From: J_Murphy via AccessMonster.com on
Hi, I'm getting the common message "The changes you requested to the table
were not successful because they would create duplicate values...." I think
my table relationships are causing this and don't know how to get around. I
have 4 tables: tblCustomer, tblWorkOrder, tblClientBuildings and
tblClientBuildContacts, the last three are related to tblCustomer by
CustomerName(Primary key in tblCustomer). I have a form frmCustomer that has
a subform that is a continuous form that is bound to tblClientBuilding. On
this subform there's a command button that opens a popup form that is bound
to tblClientBuildContacts and enables adding and editing to the table. That
part is working perfect. I have a frmWorkOrders and tried to use the same
form, called when a list box is filled. What I want to do is this: plunk
some information, a foreign key, into frmWorkOrder. The information does get
plunked into the table but when I tried to navigate to the next new record I
get the message. Can I just catch the error and ignore?
TIA

--
Message posted via http://www.accessmonster.com

From: John W. Vinson on
On Mon, 08 Mar 2010 01:37:26 GMT, "J_Murphy via AccessMonster.com"
<u58343(a)uwe> wrote:

>Hi, I'm getting the common message "The changes you requested to the table
>were not successful because they would create duplicate values...." I think
>my table relationships are causing this and don't know how to get around.

It's not the table relationships per se; it's the fact that you have (quite
properly!) a Primary Key on a table, and you're doing something to add two
records with the same primary key value to a table. Since the PK is, by
definition, unique within a table... you can't do so.

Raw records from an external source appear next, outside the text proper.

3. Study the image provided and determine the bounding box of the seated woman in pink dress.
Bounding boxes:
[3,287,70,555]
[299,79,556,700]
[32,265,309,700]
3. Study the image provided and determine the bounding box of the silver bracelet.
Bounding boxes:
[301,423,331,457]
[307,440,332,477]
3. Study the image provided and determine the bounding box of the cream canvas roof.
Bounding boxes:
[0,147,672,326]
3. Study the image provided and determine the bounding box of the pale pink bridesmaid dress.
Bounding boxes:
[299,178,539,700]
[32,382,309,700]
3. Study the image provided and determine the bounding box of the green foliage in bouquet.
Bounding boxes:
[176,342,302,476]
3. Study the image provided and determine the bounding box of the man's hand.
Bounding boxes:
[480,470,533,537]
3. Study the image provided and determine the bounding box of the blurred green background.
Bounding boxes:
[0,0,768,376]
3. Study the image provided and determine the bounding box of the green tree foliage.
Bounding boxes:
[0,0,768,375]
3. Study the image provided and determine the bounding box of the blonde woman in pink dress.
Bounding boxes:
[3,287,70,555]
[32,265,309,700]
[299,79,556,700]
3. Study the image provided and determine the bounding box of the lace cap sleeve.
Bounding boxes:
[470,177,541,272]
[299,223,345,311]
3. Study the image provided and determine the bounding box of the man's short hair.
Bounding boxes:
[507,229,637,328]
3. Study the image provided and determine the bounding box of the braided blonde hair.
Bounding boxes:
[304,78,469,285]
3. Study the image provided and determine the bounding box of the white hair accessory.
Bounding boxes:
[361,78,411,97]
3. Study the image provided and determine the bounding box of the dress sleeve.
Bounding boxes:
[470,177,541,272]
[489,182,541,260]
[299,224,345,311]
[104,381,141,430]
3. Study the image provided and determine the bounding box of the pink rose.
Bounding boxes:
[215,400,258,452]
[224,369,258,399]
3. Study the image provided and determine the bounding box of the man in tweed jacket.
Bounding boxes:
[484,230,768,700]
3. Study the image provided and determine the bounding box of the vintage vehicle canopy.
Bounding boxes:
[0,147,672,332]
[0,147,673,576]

> I have 4 tables: tblCustomer, tblWorkOrder, tblClientBuildings and
>tblClientBuildContacts, the last three are related to tblCustomer by
>CustomerName(Primary key in tblCustomer).

Well... names make *very bad* primary keys. A PK must be unique; it should be
stable (not changing over time); and ideally it should be small. People's
names fail on all three counts! You should consider instead having tblCustomer
with an autonumber (or manually maintained unique numeric) primary key, and
fields for LastName, FirstName and so on. That way if you have two customers
named Mike Smith you wouldn't need to regretfully turn the second one away
because he'd break your database <g>.

>I have a form frmCustomer that has
>a subform that is a continuous form that is bound to tblClientBuilding. On
>this subform there's a command button that opens a popup form that is bound
>to tblClientBuildContacts and enables adding and editing to the table. That
>part is working perfect.

Why the (more complicated, harder to maintain) popup form rather than a
sub-subform? Either will work, but...

Also, you say that the Customer is the foreign key in all three tables.
However it sounds like there should be a one to many relationship from
tblClientBuilding to tblClientBuildContacts. Or is a "contact" in fact
something related to a customer, and not to any particular building?

>I have a frmWorkOrders and tried to use the same
>form, called when a list box is filled. What I want to do is this: plunk
>some information, a foreign key, into frmWorkOrder. The information does get
>plunked into the table but when I tried to navigate to the next new record I
>get the message. Can I just catch the error and ignore?
>TIA

No, you cannot; because *a primary key must be unique*.

What's the Recordsource of frmWorkOrder? What's in the listbox? What do you
mean by "tried to use the same form" - same as what? What field are you trying
to fill with a foreign key, and where is that foreign key value coming from?